A machine learning exercise presenting a simple model for
- (1) prediction of airfares from the data contained in the search query using linear support vector regression implementation sklearn.SVM.LinearSVR.
- (2) classification of flight itinerary search results by likelihood the returned fare will ultimately be purchased by the consumer, using simple Naive Bayes implementation in sklearn.
The discussion is contained in the two ipython notebooks
fare_regression.ipynb
booking_classifier.ipynb
.
These files contain code that will mostly work out of the box, but that depends on the existence of three csv files containing datasets in the working directory:
airport_data.csv
booking_data.csv
search_data.csv
Due to github filesize restrictions, search_data.csv
was partitioned and zipped.

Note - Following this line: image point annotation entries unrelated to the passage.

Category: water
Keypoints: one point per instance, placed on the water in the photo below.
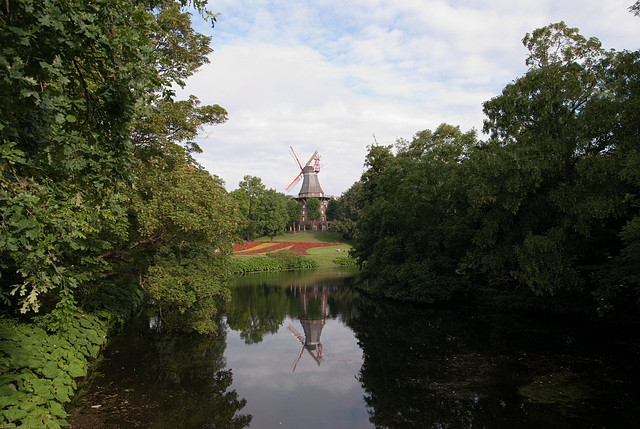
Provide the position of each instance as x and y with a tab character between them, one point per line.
305	349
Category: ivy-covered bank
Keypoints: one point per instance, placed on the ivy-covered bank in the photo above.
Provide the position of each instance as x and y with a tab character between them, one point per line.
101	199
39	367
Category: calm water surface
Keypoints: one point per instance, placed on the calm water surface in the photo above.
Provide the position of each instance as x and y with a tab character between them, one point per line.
306	350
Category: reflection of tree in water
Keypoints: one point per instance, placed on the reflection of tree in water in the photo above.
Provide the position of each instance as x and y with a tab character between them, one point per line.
312	319
155	377
257	310
260	309
451	369
193	373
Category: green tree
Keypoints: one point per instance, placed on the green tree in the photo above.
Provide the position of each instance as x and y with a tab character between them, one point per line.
270	214
87	125
544	193
413	231
313	208
347	211
253	190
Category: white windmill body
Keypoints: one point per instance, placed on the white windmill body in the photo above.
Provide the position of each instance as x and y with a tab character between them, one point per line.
310	189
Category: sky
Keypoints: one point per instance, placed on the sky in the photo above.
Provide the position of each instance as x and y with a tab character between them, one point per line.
337	76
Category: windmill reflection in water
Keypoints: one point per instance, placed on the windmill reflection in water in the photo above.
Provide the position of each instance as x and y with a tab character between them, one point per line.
312	327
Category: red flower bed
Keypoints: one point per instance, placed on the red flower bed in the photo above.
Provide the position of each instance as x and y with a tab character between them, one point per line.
296	247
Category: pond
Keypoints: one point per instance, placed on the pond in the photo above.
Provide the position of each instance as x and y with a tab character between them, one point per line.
307	350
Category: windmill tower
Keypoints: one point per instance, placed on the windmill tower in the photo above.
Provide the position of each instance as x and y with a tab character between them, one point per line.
310	189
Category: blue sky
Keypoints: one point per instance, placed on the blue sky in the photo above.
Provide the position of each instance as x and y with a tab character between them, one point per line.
327	75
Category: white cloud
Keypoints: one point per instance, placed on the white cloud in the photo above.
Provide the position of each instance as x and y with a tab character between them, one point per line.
328	74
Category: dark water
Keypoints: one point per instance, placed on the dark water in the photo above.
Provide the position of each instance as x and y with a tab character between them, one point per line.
306	350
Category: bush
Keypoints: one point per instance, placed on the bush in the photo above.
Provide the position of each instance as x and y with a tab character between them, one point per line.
273	261
345	260
292	261
244	265
37	369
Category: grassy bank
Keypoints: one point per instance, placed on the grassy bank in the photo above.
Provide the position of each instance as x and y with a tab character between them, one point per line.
323	256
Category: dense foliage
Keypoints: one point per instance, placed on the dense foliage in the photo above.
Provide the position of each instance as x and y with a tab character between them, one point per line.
98	186
267	211
549	201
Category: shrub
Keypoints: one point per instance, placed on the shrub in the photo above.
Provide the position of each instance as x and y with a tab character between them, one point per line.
345	260
37	369
292	261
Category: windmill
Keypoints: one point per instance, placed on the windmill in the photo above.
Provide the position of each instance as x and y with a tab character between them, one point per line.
310	184
310	189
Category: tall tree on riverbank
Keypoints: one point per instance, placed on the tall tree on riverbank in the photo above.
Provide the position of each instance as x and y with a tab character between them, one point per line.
547	202
91	139
412	232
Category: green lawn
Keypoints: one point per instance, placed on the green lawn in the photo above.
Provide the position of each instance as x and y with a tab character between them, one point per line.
307	237
324	256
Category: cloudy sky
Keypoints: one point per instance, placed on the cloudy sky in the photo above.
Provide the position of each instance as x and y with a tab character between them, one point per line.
328	75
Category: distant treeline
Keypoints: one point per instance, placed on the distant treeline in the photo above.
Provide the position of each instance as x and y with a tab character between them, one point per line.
544	214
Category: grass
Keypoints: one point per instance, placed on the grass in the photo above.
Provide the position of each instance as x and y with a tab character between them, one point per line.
324	256
307	237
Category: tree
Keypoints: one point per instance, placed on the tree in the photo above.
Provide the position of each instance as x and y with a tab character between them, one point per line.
253	190
347	211
544	194
94	177
270	214
412	231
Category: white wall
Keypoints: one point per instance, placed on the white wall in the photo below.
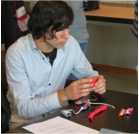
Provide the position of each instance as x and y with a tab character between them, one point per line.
112	45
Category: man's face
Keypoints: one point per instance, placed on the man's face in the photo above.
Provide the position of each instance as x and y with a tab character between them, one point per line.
60	39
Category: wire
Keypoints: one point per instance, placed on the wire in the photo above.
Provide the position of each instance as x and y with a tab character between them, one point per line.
102	104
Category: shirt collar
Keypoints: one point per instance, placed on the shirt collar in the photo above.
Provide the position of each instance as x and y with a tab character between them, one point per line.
33	45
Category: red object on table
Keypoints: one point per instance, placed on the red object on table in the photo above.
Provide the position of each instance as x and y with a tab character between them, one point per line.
97	111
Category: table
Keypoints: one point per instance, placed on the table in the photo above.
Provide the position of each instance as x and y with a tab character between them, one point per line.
108	13
108	119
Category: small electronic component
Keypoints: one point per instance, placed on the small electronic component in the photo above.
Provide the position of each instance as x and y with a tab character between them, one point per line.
126	111
66	113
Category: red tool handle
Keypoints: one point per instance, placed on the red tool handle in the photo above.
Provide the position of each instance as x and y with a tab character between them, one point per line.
98	110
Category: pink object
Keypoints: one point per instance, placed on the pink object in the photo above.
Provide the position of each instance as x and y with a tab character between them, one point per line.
129	111
94	83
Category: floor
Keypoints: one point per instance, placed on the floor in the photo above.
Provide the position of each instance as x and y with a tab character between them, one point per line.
121	82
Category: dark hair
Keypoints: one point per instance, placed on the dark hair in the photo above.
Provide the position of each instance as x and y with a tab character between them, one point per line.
49	16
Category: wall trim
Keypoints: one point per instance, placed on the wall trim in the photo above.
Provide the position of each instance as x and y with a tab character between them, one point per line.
114	69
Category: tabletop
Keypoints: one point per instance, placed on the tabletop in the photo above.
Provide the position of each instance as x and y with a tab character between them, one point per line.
108	13
108	119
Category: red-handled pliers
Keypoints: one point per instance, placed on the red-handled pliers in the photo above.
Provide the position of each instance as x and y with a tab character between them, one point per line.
98	110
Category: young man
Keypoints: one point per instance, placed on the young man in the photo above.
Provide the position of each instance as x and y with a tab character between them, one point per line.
38	64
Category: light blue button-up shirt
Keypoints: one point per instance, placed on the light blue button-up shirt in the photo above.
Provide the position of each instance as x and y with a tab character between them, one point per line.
33	82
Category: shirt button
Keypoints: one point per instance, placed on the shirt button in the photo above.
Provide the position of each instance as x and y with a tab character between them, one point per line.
49	84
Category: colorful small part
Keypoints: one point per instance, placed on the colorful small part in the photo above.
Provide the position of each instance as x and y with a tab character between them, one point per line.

To recover the original search_data.csv
file, simply run the following to generate search_data.csv
me@myshell $ unzip search_data_1.zip && unzip search_data_2.zip && cat search_data_1.csv search_data_2.csv > search_data.csv && du -h
The output should look like
search_data.csv
Archive: search_data_1.zip
inflating: search_data_1.csv
Archive: search_data_2.zip
inflating: search_data_2.csv
581M search_data.csv
You should be ready to go.
me@myshell $ jupyter notebook fare_regression.ipynb &
me@myshell $ jupyter notebook booking_classifier.ipynb &